Still feeling "floppy", so nothing big, news-based or political-like in this really, just some things that went on in the Snowdrop life over the past 24 hours or so.
Start with "happy", then "sad", then "happy" again and end up with "hard work leading to success".
Happy was last night, which was the local munch so I got to see some kinky friends. One of them was raising money for a charity supporting women and children in Afghanistan, which obviously with my feminist leanings was something I wanted to support. She was charging 50p for a kiss, but I didn't have change so I bought two (one on each cheek!) Munches are always fun in my experience, and kisses are nice too.
Sad came early this afternoon. In town there was a street fayre thing going on, which was nice, but more importantly, I was set up for a hairdressers appointment! More on that in the second "happy", but for now, I am walking into town in the glorious sunshine, my long hair flowing free (I think it gets tangled more when I tie it back, which is a bugger because it can be awkward and unruly otherwise). On my headphones from my mp4 player I was listening to Right Said Fred, I think it had got onto "I'm Too Sexy". And I,. of course, was wiggling my hips to the music, because it's very good hip-wiggle music - and it's got the lyric "I shake my little tush on the catwalk". Admittedly, my tush is somewhat lardy and big, but I was feeling sexy and happy and fun.

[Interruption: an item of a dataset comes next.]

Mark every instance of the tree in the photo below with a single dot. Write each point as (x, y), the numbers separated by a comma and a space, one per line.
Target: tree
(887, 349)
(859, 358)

Then the other direction came a bunch of men I can only describe as louts, in a red beat-up hatchback, and looking terribly rowdy. I could see them pointing and laughing, which was bad enough, but I wasn't going to let that bother me. This, however, tipped over into street harassment as their car slowed down for the traffic lights and I walked past - the jerks sprayed the windscreen cleaner as I went past, I felt the faint mist droplets land all over me. Arseholes! The lights changed just then and off they went. I continued wiggling my hips down the street. Did I look gay, in their terms? Probably. And of course, Richard Fairbrass is open about his sexuality! Anyway, I was definitely not gender-conforming, and that's enough to make me a target.
But let us cast such negative thoughts from our minds! I had a haircut to attend! I wish I had more money to spare, so I could do it more often. I made excuses for the after-effects of my usual thing of clipping away in front of the mirror at home to try to make things neater. The money this time, though, was no object (or won't be until the next credit card bill comes!) I am making myself look absolutely divine and regal and yet and at the same time pretty and rather accessible! This is so that I will not be an embarrassment to my sister on her wedding day in a couple of weeks' time. She will be looking even more divine and regal than me, of course! [I've just spotted how many '!'s I've used in this paragraph...]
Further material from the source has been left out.